It was never the object of those [patent] laws to grant a monopoly for every trifling device, every shadow of a shade of an idea, which would naturally and spontaneously occur to any skilled mechanic or operator in the ordinary progress of manufactures. Such an indiscriminate creation of exclusive privileges tends rather to obstruct than to stimulate invention. It creates a class of speculative schemers who make it their business to watch the advancing wave of improvement, and gather its foam in the form of patented monopolies, which enable them to lay a heavy tax upon the industry of the country, without contributing anything to the real advancement of the arts. It embarrasses the honest pursuit of business with fears and apprehensions of concealed liens and unknown liabilities lawsuits and vexatious accountings for profits made in good faith.
—American Judge, 1882
Just a reminder- Stupid patents were stupid in 1882, and are still stupid today. Lawyers (as a class, not as individuals) aren’t that great either. Fundamentally, if two lawyers are ever talking, one of them is always wrong.
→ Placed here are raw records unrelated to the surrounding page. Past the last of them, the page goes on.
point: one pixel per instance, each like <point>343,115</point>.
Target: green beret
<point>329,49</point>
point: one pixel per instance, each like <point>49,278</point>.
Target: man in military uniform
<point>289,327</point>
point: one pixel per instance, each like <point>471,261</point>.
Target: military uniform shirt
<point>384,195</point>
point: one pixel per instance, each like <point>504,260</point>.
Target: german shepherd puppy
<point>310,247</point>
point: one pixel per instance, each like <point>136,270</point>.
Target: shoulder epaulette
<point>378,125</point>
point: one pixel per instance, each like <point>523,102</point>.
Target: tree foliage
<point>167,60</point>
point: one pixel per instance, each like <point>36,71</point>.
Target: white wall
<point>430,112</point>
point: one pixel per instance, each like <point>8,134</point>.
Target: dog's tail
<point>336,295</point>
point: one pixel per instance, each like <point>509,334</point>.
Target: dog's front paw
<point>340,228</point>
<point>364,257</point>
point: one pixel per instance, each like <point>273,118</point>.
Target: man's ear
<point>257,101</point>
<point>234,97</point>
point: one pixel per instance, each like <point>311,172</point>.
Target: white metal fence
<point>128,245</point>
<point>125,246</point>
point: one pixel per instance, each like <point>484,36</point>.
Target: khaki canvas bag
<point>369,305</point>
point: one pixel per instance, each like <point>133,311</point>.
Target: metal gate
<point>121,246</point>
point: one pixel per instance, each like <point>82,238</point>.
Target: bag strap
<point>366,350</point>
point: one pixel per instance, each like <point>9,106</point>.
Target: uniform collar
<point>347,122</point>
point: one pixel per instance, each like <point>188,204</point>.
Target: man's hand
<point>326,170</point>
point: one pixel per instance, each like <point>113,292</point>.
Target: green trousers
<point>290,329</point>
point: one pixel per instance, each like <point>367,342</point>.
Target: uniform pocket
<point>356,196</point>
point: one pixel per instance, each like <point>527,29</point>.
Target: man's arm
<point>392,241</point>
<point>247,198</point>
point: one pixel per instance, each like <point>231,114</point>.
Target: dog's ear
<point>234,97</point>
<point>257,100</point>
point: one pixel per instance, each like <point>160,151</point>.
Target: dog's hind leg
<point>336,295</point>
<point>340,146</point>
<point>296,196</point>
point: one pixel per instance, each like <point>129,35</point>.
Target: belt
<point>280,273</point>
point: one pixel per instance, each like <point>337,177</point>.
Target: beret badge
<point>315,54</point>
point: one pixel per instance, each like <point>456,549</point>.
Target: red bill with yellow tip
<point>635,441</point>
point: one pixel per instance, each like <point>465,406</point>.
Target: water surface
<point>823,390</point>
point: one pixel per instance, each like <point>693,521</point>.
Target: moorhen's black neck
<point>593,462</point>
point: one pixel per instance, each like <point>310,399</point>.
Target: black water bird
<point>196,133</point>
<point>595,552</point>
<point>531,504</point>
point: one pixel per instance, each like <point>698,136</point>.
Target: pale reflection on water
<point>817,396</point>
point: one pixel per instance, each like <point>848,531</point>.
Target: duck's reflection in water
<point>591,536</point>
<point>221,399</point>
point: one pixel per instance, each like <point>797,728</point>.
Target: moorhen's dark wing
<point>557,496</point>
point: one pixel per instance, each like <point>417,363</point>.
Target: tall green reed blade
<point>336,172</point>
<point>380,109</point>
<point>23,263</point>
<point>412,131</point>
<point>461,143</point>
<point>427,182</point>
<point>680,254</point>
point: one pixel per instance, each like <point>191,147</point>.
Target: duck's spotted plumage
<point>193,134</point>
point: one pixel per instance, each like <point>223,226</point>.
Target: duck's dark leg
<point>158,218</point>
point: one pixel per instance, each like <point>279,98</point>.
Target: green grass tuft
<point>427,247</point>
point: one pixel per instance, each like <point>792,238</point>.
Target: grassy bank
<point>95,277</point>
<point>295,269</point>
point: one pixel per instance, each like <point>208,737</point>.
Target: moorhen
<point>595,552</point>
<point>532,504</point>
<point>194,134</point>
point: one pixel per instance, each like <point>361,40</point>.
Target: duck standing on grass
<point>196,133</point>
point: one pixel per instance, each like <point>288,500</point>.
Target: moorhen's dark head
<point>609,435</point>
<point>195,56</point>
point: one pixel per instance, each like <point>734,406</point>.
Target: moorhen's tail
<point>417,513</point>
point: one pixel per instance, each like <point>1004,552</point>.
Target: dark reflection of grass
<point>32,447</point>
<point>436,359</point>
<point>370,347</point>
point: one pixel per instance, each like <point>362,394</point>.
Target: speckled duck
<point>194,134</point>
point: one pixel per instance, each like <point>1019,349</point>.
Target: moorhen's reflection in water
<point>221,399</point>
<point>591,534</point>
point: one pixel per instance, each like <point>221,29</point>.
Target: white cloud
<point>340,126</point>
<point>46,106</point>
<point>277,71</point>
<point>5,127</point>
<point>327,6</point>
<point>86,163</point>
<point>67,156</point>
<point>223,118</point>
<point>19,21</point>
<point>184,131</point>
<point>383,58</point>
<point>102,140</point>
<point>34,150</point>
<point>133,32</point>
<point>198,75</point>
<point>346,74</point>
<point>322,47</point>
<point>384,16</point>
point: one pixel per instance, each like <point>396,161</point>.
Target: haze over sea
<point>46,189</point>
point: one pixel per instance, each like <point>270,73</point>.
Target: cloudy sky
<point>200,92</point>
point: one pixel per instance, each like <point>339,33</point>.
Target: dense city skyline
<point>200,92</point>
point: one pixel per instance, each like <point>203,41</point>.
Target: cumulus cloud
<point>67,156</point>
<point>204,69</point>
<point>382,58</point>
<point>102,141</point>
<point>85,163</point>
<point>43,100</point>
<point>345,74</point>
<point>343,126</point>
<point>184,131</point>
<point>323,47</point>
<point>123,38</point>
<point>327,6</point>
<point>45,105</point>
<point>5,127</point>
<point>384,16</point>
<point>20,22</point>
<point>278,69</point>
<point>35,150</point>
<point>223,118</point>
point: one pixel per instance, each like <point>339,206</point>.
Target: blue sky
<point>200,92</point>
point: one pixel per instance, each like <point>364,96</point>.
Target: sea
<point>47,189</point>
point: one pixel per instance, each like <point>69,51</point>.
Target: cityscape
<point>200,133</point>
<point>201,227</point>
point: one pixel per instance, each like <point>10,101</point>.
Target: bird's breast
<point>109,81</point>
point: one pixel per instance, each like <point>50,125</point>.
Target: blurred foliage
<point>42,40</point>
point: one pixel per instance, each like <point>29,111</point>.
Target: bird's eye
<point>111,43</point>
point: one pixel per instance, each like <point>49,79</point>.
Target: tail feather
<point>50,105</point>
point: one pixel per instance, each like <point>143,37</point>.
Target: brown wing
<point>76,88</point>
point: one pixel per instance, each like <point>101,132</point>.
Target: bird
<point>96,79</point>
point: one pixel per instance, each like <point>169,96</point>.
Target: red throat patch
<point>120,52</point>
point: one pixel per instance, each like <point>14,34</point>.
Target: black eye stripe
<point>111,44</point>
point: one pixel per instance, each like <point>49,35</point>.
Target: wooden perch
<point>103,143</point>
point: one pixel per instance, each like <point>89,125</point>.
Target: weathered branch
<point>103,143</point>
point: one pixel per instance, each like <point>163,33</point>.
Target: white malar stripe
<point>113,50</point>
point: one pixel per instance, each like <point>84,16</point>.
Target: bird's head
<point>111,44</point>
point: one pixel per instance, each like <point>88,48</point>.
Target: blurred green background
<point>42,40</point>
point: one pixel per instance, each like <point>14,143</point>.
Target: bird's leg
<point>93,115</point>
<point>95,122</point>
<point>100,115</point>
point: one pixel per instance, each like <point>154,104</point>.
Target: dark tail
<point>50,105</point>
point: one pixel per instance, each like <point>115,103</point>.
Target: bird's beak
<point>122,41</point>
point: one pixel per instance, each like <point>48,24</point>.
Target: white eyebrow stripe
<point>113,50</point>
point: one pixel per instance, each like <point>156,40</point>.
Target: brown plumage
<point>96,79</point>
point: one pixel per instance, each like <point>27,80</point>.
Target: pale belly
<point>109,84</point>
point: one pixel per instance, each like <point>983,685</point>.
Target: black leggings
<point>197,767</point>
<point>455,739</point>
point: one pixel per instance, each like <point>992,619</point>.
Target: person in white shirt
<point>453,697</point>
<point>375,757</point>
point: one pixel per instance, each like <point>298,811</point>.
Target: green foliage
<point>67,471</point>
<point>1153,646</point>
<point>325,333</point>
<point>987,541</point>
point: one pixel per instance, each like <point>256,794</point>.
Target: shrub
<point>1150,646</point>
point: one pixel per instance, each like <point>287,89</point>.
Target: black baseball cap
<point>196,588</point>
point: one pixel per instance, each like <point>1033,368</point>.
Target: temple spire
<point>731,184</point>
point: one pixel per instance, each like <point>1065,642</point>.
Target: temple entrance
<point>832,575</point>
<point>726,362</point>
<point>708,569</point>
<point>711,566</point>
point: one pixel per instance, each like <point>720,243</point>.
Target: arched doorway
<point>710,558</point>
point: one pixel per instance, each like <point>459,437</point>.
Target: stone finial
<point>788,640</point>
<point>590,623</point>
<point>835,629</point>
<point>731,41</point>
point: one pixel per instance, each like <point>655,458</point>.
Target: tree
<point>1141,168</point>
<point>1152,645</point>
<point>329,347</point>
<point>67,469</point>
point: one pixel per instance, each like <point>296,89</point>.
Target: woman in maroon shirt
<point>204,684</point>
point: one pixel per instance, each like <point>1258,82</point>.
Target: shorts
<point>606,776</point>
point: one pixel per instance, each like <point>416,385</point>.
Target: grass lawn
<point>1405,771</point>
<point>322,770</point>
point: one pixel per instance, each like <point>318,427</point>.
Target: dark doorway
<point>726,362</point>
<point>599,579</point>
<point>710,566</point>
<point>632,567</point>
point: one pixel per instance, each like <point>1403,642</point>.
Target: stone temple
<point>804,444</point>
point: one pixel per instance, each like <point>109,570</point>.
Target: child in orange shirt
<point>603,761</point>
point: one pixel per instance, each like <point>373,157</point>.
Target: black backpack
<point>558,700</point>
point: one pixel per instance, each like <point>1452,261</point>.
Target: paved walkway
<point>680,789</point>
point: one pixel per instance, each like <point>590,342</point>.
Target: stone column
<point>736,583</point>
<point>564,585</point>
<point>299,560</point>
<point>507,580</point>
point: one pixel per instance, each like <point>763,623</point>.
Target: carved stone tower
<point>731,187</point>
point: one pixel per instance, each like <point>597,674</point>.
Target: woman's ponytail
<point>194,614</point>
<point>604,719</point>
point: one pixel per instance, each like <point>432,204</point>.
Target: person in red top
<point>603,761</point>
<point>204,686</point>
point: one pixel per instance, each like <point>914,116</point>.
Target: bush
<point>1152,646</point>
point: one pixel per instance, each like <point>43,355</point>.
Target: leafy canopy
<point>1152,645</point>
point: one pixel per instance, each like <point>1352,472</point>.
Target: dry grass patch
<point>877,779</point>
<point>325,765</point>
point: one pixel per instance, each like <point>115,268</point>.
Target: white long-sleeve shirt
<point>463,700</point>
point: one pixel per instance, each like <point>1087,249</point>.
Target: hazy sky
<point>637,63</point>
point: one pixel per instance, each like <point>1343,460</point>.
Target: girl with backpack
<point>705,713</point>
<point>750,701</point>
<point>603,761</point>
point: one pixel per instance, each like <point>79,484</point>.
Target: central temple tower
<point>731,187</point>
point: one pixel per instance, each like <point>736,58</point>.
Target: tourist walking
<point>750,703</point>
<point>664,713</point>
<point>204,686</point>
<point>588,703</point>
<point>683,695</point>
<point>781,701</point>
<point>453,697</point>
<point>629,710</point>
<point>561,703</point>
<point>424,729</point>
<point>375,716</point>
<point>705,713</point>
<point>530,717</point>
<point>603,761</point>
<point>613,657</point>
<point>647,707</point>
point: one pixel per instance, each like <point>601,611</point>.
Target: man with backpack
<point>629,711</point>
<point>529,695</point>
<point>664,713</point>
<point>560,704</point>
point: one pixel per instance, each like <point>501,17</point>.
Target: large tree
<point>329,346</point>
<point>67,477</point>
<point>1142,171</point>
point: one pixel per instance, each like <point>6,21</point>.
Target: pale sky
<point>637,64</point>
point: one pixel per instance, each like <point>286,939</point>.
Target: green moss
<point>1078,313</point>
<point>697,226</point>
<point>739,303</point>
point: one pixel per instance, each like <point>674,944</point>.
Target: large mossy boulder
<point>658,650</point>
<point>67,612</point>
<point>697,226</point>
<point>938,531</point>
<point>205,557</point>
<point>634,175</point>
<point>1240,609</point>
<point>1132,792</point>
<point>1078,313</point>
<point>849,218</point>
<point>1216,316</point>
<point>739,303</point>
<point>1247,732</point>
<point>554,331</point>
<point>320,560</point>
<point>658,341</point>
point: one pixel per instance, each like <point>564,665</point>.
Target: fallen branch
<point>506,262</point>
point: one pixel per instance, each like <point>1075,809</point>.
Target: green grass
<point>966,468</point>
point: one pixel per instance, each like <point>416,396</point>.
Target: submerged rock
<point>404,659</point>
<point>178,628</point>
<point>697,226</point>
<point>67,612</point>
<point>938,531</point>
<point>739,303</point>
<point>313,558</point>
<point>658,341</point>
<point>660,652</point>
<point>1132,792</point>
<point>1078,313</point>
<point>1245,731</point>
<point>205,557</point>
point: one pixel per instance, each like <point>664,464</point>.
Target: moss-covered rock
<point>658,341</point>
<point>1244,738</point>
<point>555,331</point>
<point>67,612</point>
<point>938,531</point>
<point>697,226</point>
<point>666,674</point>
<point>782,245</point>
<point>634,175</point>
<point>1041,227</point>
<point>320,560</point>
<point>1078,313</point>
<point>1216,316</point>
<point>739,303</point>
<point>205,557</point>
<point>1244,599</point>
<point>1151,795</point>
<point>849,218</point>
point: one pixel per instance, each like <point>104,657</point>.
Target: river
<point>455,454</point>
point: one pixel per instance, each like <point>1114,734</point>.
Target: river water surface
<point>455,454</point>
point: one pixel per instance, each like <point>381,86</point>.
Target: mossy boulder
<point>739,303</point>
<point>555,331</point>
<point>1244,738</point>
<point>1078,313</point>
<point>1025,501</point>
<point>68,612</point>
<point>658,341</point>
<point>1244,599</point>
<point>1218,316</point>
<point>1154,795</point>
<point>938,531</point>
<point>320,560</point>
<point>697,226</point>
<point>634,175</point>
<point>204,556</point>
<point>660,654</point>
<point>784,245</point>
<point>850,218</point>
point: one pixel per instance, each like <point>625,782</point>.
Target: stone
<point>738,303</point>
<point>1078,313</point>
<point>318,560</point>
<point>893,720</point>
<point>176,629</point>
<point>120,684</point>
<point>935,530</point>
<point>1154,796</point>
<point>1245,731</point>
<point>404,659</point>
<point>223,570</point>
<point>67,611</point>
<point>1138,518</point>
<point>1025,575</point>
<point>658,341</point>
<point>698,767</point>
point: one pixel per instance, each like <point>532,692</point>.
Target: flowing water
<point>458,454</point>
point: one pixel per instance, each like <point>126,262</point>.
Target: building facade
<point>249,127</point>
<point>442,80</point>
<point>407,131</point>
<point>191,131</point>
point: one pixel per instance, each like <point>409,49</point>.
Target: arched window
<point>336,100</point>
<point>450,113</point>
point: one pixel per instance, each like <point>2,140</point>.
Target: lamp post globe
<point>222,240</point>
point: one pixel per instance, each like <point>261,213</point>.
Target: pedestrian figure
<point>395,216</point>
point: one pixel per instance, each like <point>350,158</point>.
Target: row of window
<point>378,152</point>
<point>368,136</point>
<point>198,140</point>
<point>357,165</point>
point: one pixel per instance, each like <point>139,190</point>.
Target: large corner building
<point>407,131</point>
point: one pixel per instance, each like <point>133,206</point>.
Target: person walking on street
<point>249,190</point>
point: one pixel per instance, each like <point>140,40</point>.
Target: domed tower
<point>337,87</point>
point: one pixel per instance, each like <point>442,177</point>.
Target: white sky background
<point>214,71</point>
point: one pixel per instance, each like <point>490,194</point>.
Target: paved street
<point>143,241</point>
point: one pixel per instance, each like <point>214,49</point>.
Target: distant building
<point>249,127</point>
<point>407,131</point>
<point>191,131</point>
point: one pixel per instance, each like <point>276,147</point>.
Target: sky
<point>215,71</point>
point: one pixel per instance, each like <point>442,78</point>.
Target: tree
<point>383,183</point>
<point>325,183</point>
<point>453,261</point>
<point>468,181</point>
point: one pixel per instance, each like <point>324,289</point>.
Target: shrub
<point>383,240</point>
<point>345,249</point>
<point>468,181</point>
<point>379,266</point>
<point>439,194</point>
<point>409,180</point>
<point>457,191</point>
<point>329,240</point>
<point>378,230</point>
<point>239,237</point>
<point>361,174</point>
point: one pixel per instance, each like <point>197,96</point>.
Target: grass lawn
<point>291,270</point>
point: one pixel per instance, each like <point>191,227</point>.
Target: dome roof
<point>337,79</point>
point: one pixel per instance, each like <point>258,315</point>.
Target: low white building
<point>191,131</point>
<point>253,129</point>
The setup for the “kill the lawyers” statement is the ending portion of a comedic relief part of a scene in Henry VI, part 2. Dick and another henchman, Smith are members of the gang of Jack Cade, a pretender to the throne. The built-up is long portion where Cade make vain boasts, which are cut down by sarcastic replies from the others. For example:
JACK CADE. Valiant I am.
SMITH [aside]. ‘A must needs; for beggary is valiant.
JACK CADE. I am able to endure much.
DICK [aside]. No question of that; for I have seen him whipp’d three market-days together.
JACK CADE. I fear neither sword nor fire.
SMITH [aside]. He need not fear the sword; for his coat is of proof.
DICK [aside]. But methinks he should stand in fear of fire, being burnt i’ th’hand for stealing of sheep.
You can almost hear the rim-shot after everything Dick or Smith say here.
Cade proceeds to go more and more over the top, and begins to describe his absurd ideal world:
JACK CADE. Be brave, then; for your captain is brave, and vows reformation. There shall be in England seven half-penny loaves sold for a penny: the three-hoop’d pot shall have ten hoops; and I will make it felony to drink small beer: all the realm shall be in common; and in Cheapside shall my palfrey go to grass: and when I am king,- as king I will be,-
ALL. God save your majesty!
Appreciated and encouraged, he continues on in this vein:
JACK CADE. I thank you, good people:- there shall be no money; all shall eat and drink on my score; and I will apparel them all in one livery, that they may agree like brothers, and worship me their lord.
And here is where Dick speaks the famous line.
DICK. The first thing we do, let’s kill all the lawyers.
The audience must have doubled over in laughter at this. Far from “eliminating those who might stand in the way of a contemplated revolution” or portraying lawyers as “guardians of independent thinking”, it’s offered as the best feature imagined of yet for utopia. It’s hilarious. A very rough and simplistic modern translation would be “When I’m the King, there’ll be two cars in every garage, and a chicken in every pot” “AND NO LAWYERS”.